The Israeli army and security bodies send combat equipment and provide tactical advice to Kenyan units fighting alongside Somali government forces against al-Shabaab; and Israel's intelligence agencies and police are helping the Kenyan government build a barrier against the Somali war's spillover, to guard against al-Shabaab opening up a second front to the rear of the Kenyan forces fighting across the border, claims DEBKAfile. It notes that this protective barrier clearly sprang a large leak in the case of the Westgate Mall.

Coincidentally, the Westgate Shopping Mall is owned by an Israeli company.

The attack by a cell of up to 20 Islamic insurgents began on a busy Saturday lunchtime, when they opened fire with AK-47s and a volley of grenades. As families of wealthy Kenyans and expatriates fled, 59 were killed and hundreds injured. Muslims were allowed to go free.

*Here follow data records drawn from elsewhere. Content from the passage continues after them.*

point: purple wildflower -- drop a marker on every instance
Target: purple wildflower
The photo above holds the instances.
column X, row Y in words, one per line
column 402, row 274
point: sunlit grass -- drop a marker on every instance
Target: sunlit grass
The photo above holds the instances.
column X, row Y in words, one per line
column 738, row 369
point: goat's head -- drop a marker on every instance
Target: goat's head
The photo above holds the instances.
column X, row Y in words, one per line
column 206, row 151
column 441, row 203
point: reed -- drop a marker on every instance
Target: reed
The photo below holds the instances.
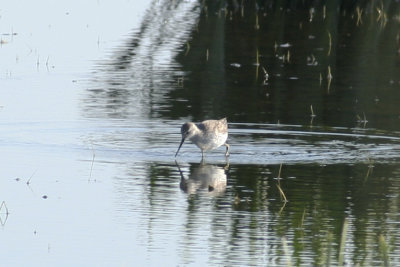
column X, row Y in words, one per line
column 330, row 44
column 312, row 112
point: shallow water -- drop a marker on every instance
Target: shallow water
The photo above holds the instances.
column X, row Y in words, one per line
column 90, row 117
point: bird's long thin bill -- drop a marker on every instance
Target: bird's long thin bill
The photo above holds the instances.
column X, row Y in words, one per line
column 183, row 140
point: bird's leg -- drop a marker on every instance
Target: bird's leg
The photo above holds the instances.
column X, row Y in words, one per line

An unknown number of hostages, among them British citizens, are still inside the shopping centre. Three Britons are among the dead.

The assault was the biggest single attack in Kenya since al-Qaida's East Africa cell bombed the US Embassy in Nairobi in 1998, killing more than 200 people. In 2002, the same militant cell attacked an Israeli-owned hotel on the coast and tried to shoot down an Israeli jet in a coordinated attack.

Kenya is Israel's closest ally in Africa. In the raid on Entebbe in 1976 to free a planeload of hostages being held at the Ugandan airport by Palestinian hijackers, the Kenyans allowed Israeli planes carrying paratroops to refuel at Nairobi's international airport.